Lo cual, sin duda, supondría una temible carga para el honor y la conciencia del Heredero del Minotauro. Cuando ocurriera, e incluso sin Waydol, la vida habría enseñado a Darin que preocuparse por algo que quizá nunca sucederá tal vez se merezca un minuto del día cuando uno está utilizando el escusado, o afeitándose, o haciendo algo que requiera poco del propio cerebro.
—Creo que pronto deberás salir otra vez y con la mayor parte de los hombres —dijo Waydol.
—Eso significa nombrar subalternos —replicó Darin.
—Kindro y Fertig Templador están lo bastante curtidos para el mando.
—¿Y son lo bastante jóvenes para ser prescindibles si caen? —preguntó Darin.
—Podrás ser tan cínico cuando tengas una barba de la longitud de mis cuernos.
—Si tengo que cabalgar con Fertig a menudo, la barba será blanca antes que larga.
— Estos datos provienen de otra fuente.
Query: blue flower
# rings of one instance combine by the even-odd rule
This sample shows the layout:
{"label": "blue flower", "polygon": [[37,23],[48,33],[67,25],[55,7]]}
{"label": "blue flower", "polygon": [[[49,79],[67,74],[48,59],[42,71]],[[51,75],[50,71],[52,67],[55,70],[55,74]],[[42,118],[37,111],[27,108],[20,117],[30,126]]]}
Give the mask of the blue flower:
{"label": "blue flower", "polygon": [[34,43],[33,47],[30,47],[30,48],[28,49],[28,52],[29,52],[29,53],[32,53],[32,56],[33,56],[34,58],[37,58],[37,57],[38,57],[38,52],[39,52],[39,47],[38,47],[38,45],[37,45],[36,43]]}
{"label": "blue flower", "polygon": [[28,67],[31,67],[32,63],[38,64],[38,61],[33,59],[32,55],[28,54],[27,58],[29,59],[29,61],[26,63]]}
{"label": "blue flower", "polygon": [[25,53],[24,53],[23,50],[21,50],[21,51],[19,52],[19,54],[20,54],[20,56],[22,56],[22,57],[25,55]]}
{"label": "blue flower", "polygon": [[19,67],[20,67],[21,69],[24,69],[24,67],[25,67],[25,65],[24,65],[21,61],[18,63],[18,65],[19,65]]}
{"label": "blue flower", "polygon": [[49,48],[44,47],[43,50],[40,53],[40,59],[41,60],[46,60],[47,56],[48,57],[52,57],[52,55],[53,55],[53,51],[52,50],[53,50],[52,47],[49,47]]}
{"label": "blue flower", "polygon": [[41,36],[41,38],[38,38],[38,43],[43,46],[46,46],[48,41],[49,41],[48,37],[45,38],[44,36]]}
—No es ni peor que la mayoría de los enanos ni mejor que algunos.
—Entonces rezo por no conocer nunca a esos «algunos».
—No es probable que puedas garantizarlo. El reino de Thorbardin está a nuestra espalda. Si nos expulsan de las costas, necesitaremos retirarnos rápidamente a sus tierras.
Darin ya no se asombraba de que un minotauro pensara en la retirada ante una fuerza superior, en lugar de morir combatiendo. Lo que lo desconcertaba era de dónde podía provenir esa fuerza superior.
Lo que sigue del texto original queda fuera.